Why would a contractor do something that the performance regime doesn't specify? In simple terms, reputation. Docklands Light Rail has won national awards for its performance and it is in our interest to ensure that it retains its reputation for excellent service.
The final stage at which the customer has an opportunity to exercise some control over the quality of service delivery is in the monitoring and management of the contract. Again, this is one of those disciplines that government has tended to overlook. The obsession with procurement and outsourcing has led us to overlook the importance of ongoing management of the relationship.
There is a natural inclination - on the part of the private sector, it seems, as much as the public sector - to assume that once services have been contracted out, they can be managed simply through light-handed monitoring and the imposition of financial penalties. Last month, the Serco Institute hosted a seminar with Danny Ertel, a former Harvard academic who specialises in contract negotiation and management. Danny was the author of a recent article in the Harvard Business Review entitled "Getting past yes: Negotiating as if implementation mattered".11
Danny concentrates on private sector outsourcing in North America, so it was interesting to compare his experiences with ours in the UK public sector. He spoke of a large North American utility where the CEO had presided over the outsourcing of corporate services, with a contract worth several hundred million dollars. Having signed the contract, the CEO was proposing to appoint a single contract monitor. They were able to convince him of the importance of managing this contract over time, and the number of contract management staff was subsequently increased to nine.
It appears that there is a mind-set that accompanies competition and contracting - in North America as much as in the UK and Australia, in the private sector as much as in the public sector - that leads us to believe that once we have signed a contract our responsibility for the service is at an end.
One of the best expositions of this perspective is found in a recent book by Stephen Goldsmith and Bill Eggers, entitled Governing by Network. Using the concept of the network, rather than that of the contract, Goldsmith and Eggers focus on the commissioner's ongoing responsibility for service delivery.12
The customer, not the contractor, is responsible for network design. The customer, not the contractor, is responsible for network management. At one level this is a shift in language, but I see it as much more fundamental than that - it is about changing the whole way in which we view this process of competition and contracting.
There is little new about competition and contracting for public services. For 200 years, up until the middle of the 20th century, the private provision of public services was extremely commonplace in the English-speaking world. There are different explanations as to why that system of public management passed away, but after a great deal of close analysis I have come to the conclusion that the bureaucratic organisation triumphed because it was seen as more responsive and more accountable.

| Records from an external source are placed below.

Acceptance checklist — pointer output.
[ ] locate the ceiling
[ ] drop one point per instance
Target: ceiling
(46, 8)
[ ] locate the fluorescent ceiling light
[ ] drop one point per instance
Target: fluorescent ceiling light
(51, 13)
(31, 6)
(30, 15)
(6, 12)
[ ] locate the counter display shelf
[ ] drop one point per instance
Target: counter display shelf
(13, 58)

There is nothing inevitable about a mixed economy in public services. There is no particular reason why this cycle of public service contracting - which for Serco started more than 40 years ago - needs to continue for another 40 years. It all depends on how well companies like Serco, our competitors and our public sector customers cope with this particular tool of management.
In writing about the private provision of public services recently, the former Labour politician, Roy Hattersley, quoted Gladstone on his resignation of the premiership: "Things are done best by those who believe in them." I agree with Hattersley. But I can't seen any reason why, given the right incentives, private providers can't believe in public services just as much as government providers.